Russian astronomers have reported the discovery of five new RRATs, using the Large Survey Antenna (BSA) of the Pushchino Radio Astronomy Observatory (PRAO), RT reports.
The scientists announced the details of this discovery in a research paper published July 22 in the journal arXiv.
Rotating Radio Transients (RRATs) are a subclass of pulsars characterized by intermittent emission.
The first organisms of this type were identified in 2006 as sporadic pulses appearing intermittently, with frequencies ranging from several minutes to several hours.
However, the nature of these transients remains unclear. In general, they are assumed to be normal pulsars with strong pulsations.
So far, just over 100 transient rotating radio stars have been found, so astronomers are interested in discovering more of this type in order to characterize them and improve our knowledge of their nature.
More recently, a team of astronomers led by Sergey Tyulbachev of the Pushchino Radio Astronomy Observatory analyzed data from observations from the Large Survey Antenna (BSA), at 111MHz, conducted in September 2015.
This led to the identification of fifty-four pulsating sources, five of which turned out to be new transient rotating radio stars.
In the research paper, the scientists pointed out that the newly discovered transiting radio stars bear the names: J0319 + 1341, J0641 + 0744, J1329 + 1344, J1336 + 3346, and J1556 + 0110.
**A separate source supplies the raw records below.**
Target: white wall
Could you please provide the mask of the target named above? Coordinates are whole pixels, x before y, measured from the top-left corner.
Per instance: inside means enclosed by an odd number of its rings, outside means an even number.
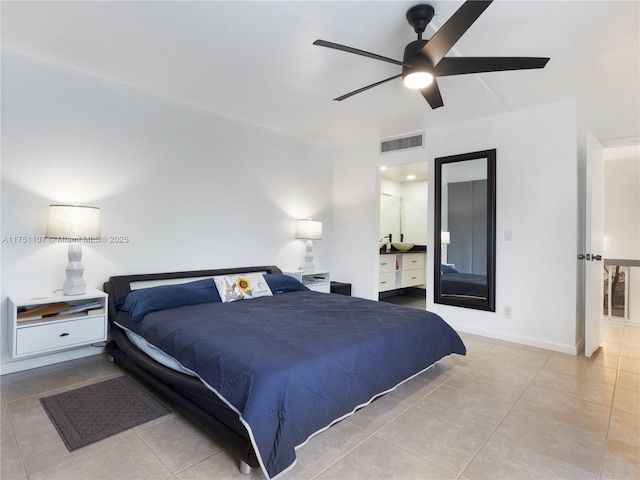
[[[335,152],[331,277],[356,297],[378,298],[380,171],[377,141]]]
[[[100,207],[103,236],[128,238],[83,248],[92,287],[125,273],[296,269],[304,244],[295,219],[306,217],[324,222],[316,265],[329,268],[332,168],[327,147],[3,51],[3,373],[18,368],[7,295],[52,292],[64,280],[66,245],[9,241],[43,235],[50,203]]]
[[[416,126],[416,129],[419,129]],[[397,132],[402,134],[403,132]],[[427,293],[427,308],[461,331],[576,353],[576,253],[578,232],[576,105],[569,99],[454,126],[426,129],[426,147],[385,155],[386,164],[429,162],[440,156],[497,149],[497,296],[496,312],[438,305]],[[387,135],[389,136],[389,135]],[[334,168],[336,235],[333,267],[351,273],[356,295],[377,298],[377,142],[336,152]],[[356,168],[357,165],[359,168]],[[357,182],[359,195],[350,191]],[[433,202],[429,189],[429,202]],[[349,202],[350,215],[339,215]],[[357,208],[359,207],[359,208]],[[432,209],[430,209],[432,210]],[[511,230],[513,240],[504,240]],[[429,234],[433,237],[433,212]],[[344,242],[344,243],[343,243]],[[352,256],[347,243],[360,245]],[[371,245],[370,249],[367,246]],[[427,289],[433,278],[428,251]],[[350,268],[345,267],[349,265]],[[504,319],[511,306],[513,318]]]

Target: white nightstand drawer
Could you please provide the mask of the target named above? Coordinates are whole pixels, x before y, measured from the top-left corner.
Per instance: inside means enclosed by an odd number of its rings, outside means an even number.
[[[107,339],[104,315],[17,329],[16,355],[27,355]]]

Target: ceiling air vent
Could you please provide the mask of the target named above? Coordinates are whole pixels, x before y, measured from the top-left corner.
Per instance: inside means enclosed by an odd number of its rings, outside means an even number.
[[[380,153],[395,152],[397,150],[409,150],[411,148],[424,147],[424,132],[413,133],[405,137],[387,138],[380,140]]]

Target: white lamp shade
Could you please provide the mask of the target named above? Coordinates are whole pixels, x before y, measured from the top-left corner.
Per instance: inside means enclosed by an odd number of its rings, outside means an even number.
[[[69,240],[100,236],[100,209],[81,205],[49,205],[47,238]]]
[[[322,222],[320,220],[298,220],[296,238],[322,240]]]
[[[451,243],[451,232],[440,232],[440,243],[448,245]]]

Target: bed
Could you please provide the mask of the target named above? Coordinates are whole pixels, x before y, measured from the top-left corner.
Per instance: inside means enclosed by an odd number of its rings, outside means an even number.
[[[110,357],[267,478],[315,434],[466,353],[433,313],[314,292],[275,266],[116,276],[104,289]]]
[[[440,292],[444,296],[487,298],[487,276],[440,265]]]

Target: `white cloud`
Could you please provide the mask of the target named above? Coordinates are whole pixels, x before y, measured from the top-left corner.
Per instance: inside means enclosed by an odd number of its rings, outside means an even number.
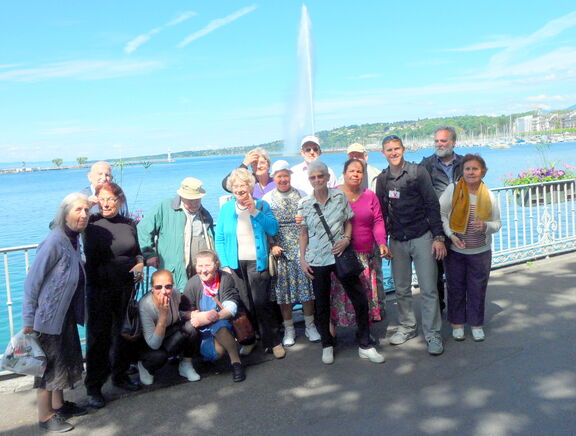
[[[124,46],[124,52],[128,53],[128,54],[133,53],[142,44],[145,44],[146,42],[148,42],[152,38],[152,36],[160,33],[161,31],[163,31],[164,29],[166,29],[168,27],[172,27],[172,26],[175,26],[176,24],[183,23],[184,21],[188,20],[189,18],[191,18],[195,15],[197,15],[197,14],[194,11],[183,12],[178,17],[169,21],[168,23],[163,24],[162,26],[159,26],[159,27],[155,27],[154,29],[152,29],[146,33],[138,35],[136,38],[133,38],[130,41],[128,41],[128,43],[126,43],[126,45]]]
[[[355,77],[355,79],[376,79],[378,77],[382,77],[382,74],[378,73],[367,73],[367,74],[360,74]]]
[[[527,101],[564,101],[565,98],[561,95],[532,95],[530,97],[526,97]]]
[[[232,23],[233,21],[236,21],[238,18],[240,18],[246,14],[249,14],[250,12],[252,12],[257,7],[258,6],[256,6],[256,5],[247,6],[245,8],[240,9],[239,11],[234,12],[233,14],[227,15],[224,18],[217,18],[215,20],[210,21],[206,25],[206,27],[204,27],[203,29],[200,29],[197,32],[194,32],[191,35],[188,35],[186,38],[184,38],[182,41],[180,41],[180,43],[178,43],[178,47],[180,47],[180,48],[186,47],[192,41],[195,41],[198,38],[202,38],[203,36],[206,36],[209,33],[212,33],[215,30],[218,30],[219,28],[226,26],[227,24]]]
[[[76,60],[0,72],[0,82],[40,82],[49,79],[98,80],[145,74],[164,68],[156,61]]]

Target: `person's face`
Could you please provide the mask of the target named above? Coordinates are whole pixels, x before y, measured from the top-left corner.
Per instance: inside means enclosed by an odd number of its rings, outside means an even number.
[[[308,175],[308,180],[310,180],[310,184],[315,191],[326,188],[329,179],[330,174],[324,174],[322,171],[312,171]]]
[[[477,160],[469,160],[462,168],[462,176],[468,185],[477,185],[485,175],[482,164]]]
[[[435,153],[438,157],[451,156],[454,153],[454,141],[450,139],[448,130],[439,130],[434,135]]]
[[[232,183],[232,195],[234,195],[236,201],[243,202],[250,197],[250,187],[240,179],[236,179]]]
[[[156,274],[152,282],[152,295],[154,295],[156,300],[160,300],[163,296],[170,298],[173,287],[174,280],[172,279],[172,274]]]
[[[263,156],[260,156],[258,161],[252,164],[252,172],[257,176],[268,174],[269,170],[270,165],[268,165],[268,161]]]
[[[368,162],[368,153],[361,153],[359,151],[353,151],[351,153],[348,153],[348,158],[349,159],[358,159],[358,160],[361,160],[362,162],[366,163],[366,162]]]
[[[362,183],[364,177],[364,168],[360,162],[352,162],[346,168],[344,173],[344,183],[350,187],[356,188]]]
[[[320,151],[320,146],[314,142],[306,142],[302,146],[302,151],[300,154],[306,162],[313,162],[320,157],[322,152]]]
[[[201,198],[197,198],[195,200],[188,200],[187,198],[180,197],[180,199],[182,200],[182,204],[184,205],[186,210],[192,214],[197,213],[200,210],[200,207],[202,206]]]
[[[92,186],[100,186],[105,182],[112,181],[112,169],[110,165],[105,163],[94,164],[90,172],[88,173],[88,180]]]
[[[210,283],[216,278],[216,271],[218,271],[218,265],[212,259],[212,256],[203,256],[196,258],[196,273],[205,282]]]
[[[98,205],[104,218],[112,218],[118,213],[118,197],[108,190],[100,190],[98,193]]]
[[[90,205],[87,201],[78,199],[72,203],[70,212],[66,215],[66,225],[73,232],[82,232],[88,225]]]
[[[290,171],[288,170],[282,170],[282,171],[276,171],[276,174],[274,174],[274,183],[276,184],[276,188],[278,188],[278,190],[280,192],[287,192],[290,190],[291,188],[291,179],[290,179]]]
[[[399,166],[404,160],[404,147],[398,141],[389,141],[382,146],[382,154],[389,165]]]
Scientists are trying to explain why the five transient, rotating radio stars they reported were not detected during previous observations, and assumed that their pulse rate was low enough because the total observation time in the directions of these stars in previous surveys was not suitable to enable detection of even one of them.
Scientists hope that the longer observations will enable the detection of all transiting rotating radio stars whose glow is strong enough to exceed the sensitivity threshold of the Large Scanning Antenna (BSA) at least once in three days.